Storicamente, i primi tre mesi dell’anno rappresentano un momento critico per l'anagrafe delle imprese: è il periodo in cui si concentrano le cancellazioni fisiologiche legate ai bilanci di fine anno. Eppure, la provincia dei Templi ha saputo invertire la rotta. Il bilancio parla chiaro: 681 nuove iscrizioni contro 560 cessazioni. Il risultato è un saldo attivo di 121 unità, che si traduce in un tasso di crescita dello 0,30%. Si tratta del dato più alto a livello regionale, un primato che distacca le altre province siciliane e certifica una capacità di adattamento fuori dal comune.
Ma a cambiare non sono solo i numeri, è la "pelle" stessa del sistema produttivo agrigentino. I dati evidenziano una metamorfosi strutturale: i settori storici, come agricoltura e commercio, segnano il passo e arretrano, lasciando spazio a una nuova economia. A trainare la volata è il comparto dei servizi, ormai vero motore dello sviluppo locale.

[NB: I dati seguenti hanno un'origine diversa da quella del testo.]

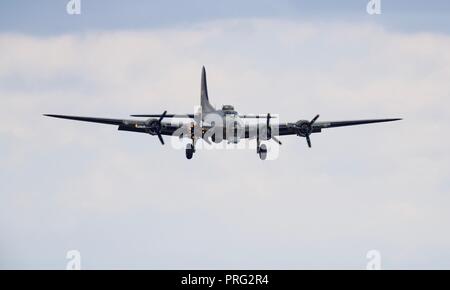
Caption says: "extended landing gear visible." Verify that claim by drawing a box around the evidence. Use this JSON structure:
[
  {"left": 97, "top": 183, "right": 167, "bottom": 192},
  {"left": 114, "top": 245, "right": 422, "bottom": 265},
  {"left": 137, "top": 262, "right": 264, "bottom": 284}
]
[
  {"left": 258, "top": 144, "right": 267, "bottom": 160},
  {"left": 256, "top": 138, "right": 267, "bottom": 160},
  {"left": 186, "top": 144, "right": 195, "bottom": 159}
]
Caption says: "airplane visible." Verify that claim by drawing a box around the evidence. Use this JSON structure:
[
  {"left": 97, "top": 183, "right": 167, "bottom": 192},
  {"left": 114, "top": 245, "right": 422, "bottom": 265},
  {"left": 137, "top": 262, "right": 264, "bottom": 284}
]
[{"left": 44, "top": 67, "right": 402, "bottom": 160}]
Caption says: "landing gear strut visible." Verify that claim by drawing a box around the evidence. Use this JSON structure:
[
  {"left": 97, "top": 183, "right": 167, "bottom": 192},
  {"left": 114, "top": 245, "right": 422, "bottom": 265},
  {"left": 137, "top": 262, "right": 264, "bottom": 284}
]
[
  {"left": 186, "top": 143, "right": 195, "bottom": 159},
  {"left": 258, "top": 144, "right": 267, "bottom": 160},
  {"left": 256, "top": 138, "right": 267, "bottom": 160}
]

C'è poi un segnale di maturità imprenditoriale da non sottovalutare: la crescita delle società di capitali a scapito delle ditte individuali. Questo passaggio testimonia la volontà di fare impresa in modo più strutturato, solido e pronto ad affrontare le sfide del credito e dell'internazionalizzazione. Agrigento, dunque, non è più solo terra di tradizioni, ma un laboratorio di innovazione terziaria che guarda al futuro con una nuova consapevolezza.